The world would be a better place if its major religions could learn to laugh at themselves
One of my favorite episodes of the old situation comedy “Cheers” is the one in which the bartender Woody has a falling out with his wife Kelly when they discover that their religious roots are in different Lutheran synods.
Check it out here:
This episode came to mind when I heard a panel discussion on TV in the wake of the recent election of a new pope. One of the participants, making the point that religious differences sometimes are pretty silly, mentioned the so-called Great Schism of a thousand years ago in which the Roman Catholic Church and the Eastern Orthodox Church went their separate ways.
The panelist noted that one of the causes of the split was a difference of opinion on whether the Holy Spirit proceeded from both the Father and the Son or only from the Father.
Sorry.
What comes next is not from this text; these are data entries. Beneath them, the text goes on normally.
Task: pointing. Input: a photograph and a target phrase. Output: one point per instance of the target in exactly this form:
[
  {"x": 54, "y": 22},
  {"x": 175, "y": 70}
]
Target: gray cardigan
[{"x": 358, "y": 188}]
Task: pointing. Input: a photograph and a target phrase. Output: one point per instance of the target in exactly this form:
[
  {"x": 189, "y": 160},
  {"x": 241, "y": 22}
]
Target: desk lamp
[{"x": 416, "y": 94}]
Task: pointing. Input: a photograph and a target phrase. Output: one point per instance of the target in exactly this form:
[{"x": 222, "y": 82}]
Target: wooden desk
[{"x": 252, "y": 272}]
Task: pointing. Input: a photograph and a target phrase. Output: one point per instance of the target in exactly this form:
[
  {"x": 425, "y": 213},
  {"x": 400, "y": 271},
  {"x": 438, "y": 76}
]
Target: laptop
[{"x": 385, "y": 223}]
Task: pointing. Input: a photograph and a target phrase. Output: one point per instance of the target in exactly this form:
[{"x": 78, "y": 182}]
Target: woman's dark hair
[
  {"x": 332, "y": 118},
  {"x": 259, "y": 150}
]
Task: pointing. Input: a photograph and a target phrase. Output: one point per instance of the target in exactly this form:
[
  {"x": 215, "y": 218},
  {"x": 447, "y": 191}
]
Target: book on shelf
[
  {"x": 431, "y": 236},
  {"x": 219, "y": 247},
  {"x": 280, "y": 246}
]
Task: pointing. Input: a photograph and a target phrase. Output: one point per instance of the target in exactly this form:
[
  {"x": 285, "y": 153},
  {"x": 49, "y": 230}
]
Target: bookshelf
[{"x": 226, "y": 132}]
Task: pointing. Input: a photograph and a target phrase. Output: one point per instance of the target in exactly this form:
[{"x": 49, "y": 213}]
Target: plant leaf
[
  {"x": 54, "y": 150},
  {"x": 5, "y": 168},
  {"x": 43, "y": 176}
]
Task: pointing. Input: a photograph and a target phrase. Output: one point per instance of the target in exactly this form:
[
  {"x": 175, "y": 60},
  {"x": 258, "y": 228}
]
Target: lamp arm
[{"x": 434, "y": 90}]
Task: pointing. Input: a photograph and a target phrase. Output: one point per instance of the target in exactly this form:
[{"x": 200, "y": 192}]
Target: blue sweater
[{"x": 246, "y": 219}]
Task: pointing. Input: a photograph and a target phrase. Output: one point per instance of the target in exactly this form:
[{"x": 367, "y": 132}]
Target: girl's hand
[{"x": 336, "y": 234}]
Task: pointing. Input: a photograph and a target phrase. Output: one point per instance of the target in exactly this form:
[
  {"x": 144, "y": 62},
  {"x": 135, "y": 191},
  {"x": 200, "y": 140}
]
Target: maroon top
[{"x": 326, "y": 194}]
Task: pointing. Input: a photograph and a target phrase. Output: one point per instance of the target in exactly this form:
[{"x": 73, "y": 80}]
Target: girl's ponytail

I just can’t help but liken such a disagreement to the proverbial debate over how many angels can dance on the head of a pin. If there’s a God in heaven, and if he has a sense of humor, he has to laugh at such doctrinal nit-picking.
Accordingly, religionists of all stripes need to lighten up and laugh at their differences. They need to recognize a central fact that most of them seem not to understand: The world’s three great monotheistic religions — Christianity, Islam and Judaism — have one common root. They’re all Abrahamic. They all arose from a belief in the God of Abraham.
Instead of warring among one another, like Woody and Kelly, they should focus on their commonalities.
But, of course, there’s not much chance of that, is there?